Waves of scent, the most decadent chocolate and champagne, promises of pleasure and pain. Arousal uncurled, and it was so wrong for this moment that it snapped the loop of nightmare. Taking a shallow breath, she stepped over the threshold, forcing herself to walk into another home stained with the kiss of malice.

  Dmitri’s scent began to fade almost immediately and at rapid speed. He was leaving, she realized, aware she couldn’t track effectively with his intense scent bleeding into the air. But he’d remained long enough to give her that mental slap when she hesitated on the doorstep.

  It put her in his debt.

  Scowling at the idea, she concentrated on her surroundings. This was clearly the main living area, with a vaulted ceiling and an overall impression of space. Books filled the shelves that lined the walls, and there was a handwoven rug in Persian blue beneath her feet. On her left she saw a cup sitting atop a small, intricately carved table, while underneath it lay what appeared to be a stuffed toy of some kind. The sight of the raggedy thing made her heart chill. Angels, as she now knew, did have children.

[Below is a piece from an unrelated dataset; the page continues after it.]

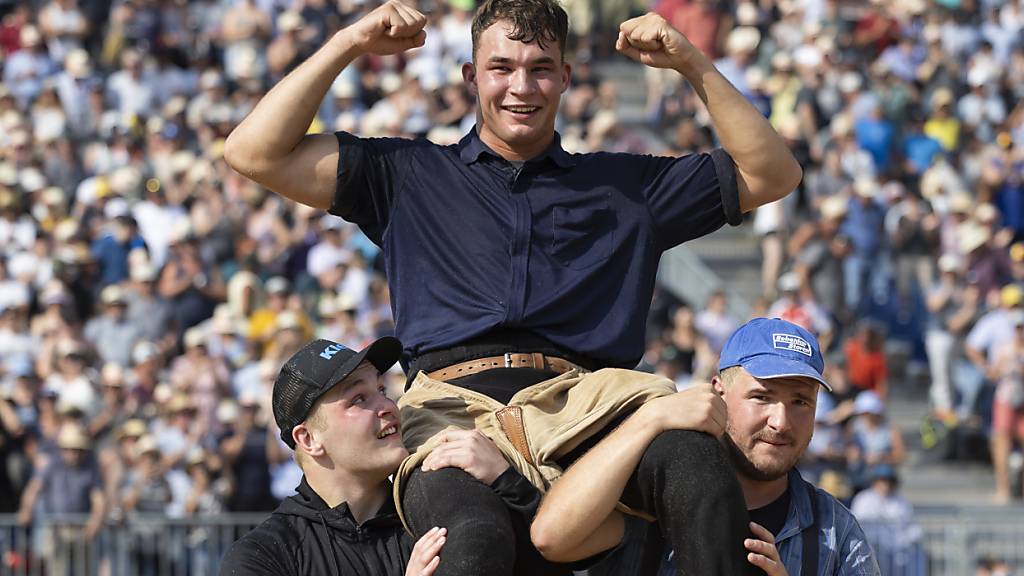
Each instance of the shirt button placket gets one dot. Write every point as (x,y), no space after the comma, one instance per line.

  Setting her shoulders against the horror she might find, she ignored the doors on either side and walked straight down the hallway to the room at the very back.

  White walls splashed with red.

  The sound of a woman’s sobs.

  A tumbled glass, the scarlet of an apple on the counter.

  Fragments of thought, images coming in like splinters of glass. Her throat locked, her spine went rigid, but she forced herself to stay, to see. The first thing she registered was Raphael kneeling before another angel, a tiny woman with tumbling curls of glossy blue black, her wings a dusty brown streaked with white. Raphael’s own wings spread on the floor, uncaring of the fluid that turned the gold to mottled umber.

  Find him. A command laced with a violence of emotion.

  Nodding, she took a deep breath . . . and was hit by an avalanche of scents.

  Fresh apples.

  Melting snow.

  A whisper of oranges dipped in chocolate.

  Unsurprised at what vampires smelled like to her hunter senses by now, she drew in that last scent, stripping it down to its very basics—until she could isolate that particular combination of notes even in the midst of a crowd of thousands.